Other restrictions may include a specific number of days the policyholder must be ill or must survive after diagnosis. There may also be limits for payout on some policies, with persons over a certain age (such as 75) being ineligible for payment.

It is important to note that many of these policies do not provide a guaranteed payment. For example, a typical insurance company discloses that in its critical illness policy "the expected benefit ratio for this policy is 60%. This ratio is the portion of future premiums that the company expects to return as benefits when averaged over all people with this policy." If 60% of the premiums are eventually paid out in claims, 40% of the premiums are never paid out at all. (Read Exploring Advanced Insurance Contract Fundamentals to make sure you know what you're covered for.)

New Policies
New developments in the critical insurance market are enhancing the features and benefits provided by these policies. Some now offer guaranteed payouts at death and riders for recurrence of disease. While these new features provide added financial security for beneficiaries, they also result in increasing the cost of the policies. (Learn more about insurance riders in Let Life Insurance Riders Drive Your Coverage.)

Shopping for Coverage
Critical illness insurance is often purchased by:

  • persons in high-risk professions who may be unable to secure traditional disability insurance
  • persons with inadequate health insurance coverage
  • the self-employed
  • parents
  • anyone that expects to be in need of financial assistance should illness make it impossible to earn a living (If you fall into one of these categories, read Buying Private Health Insurance for more information on available coverage.)

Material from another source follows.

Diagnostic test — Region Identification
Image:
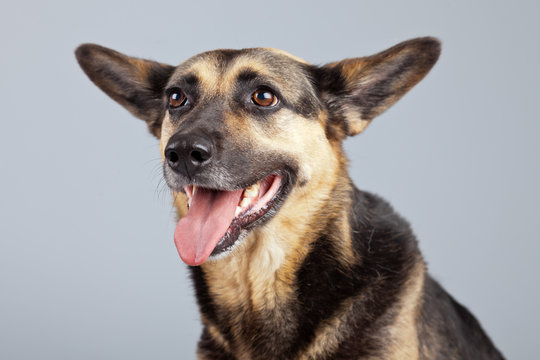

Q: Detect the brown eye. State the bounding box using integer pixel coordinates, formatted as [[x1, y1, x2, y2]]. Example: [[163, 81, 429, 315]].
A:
[[251, 89, 278, 107], [169, 89, 187, 108]]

Policy pricing is impacted by a number of factors, including:

  • the amount and extent of coverage
  • the sex, age and health of the insured
  • family medical history

A number of insurers offer these policies, so comparison shopping will help consumers identify the most appropriate policy for their needs. (Learn more about how insurance companies determine their prices in Can I Get Life Insurance?)

Critical illness insurance can alleviate financial worry in the event that you become too sick to work. It provides flexibility in that the money paid out can be used as you wish, to cover a wide variety of potential needs. There are some drawbacks and stipulations to this type of insurance coverage, of course, but these may be partially offset by new insurance products. As with all types of insurance, shop around to find the policy that best meets your needs and situation.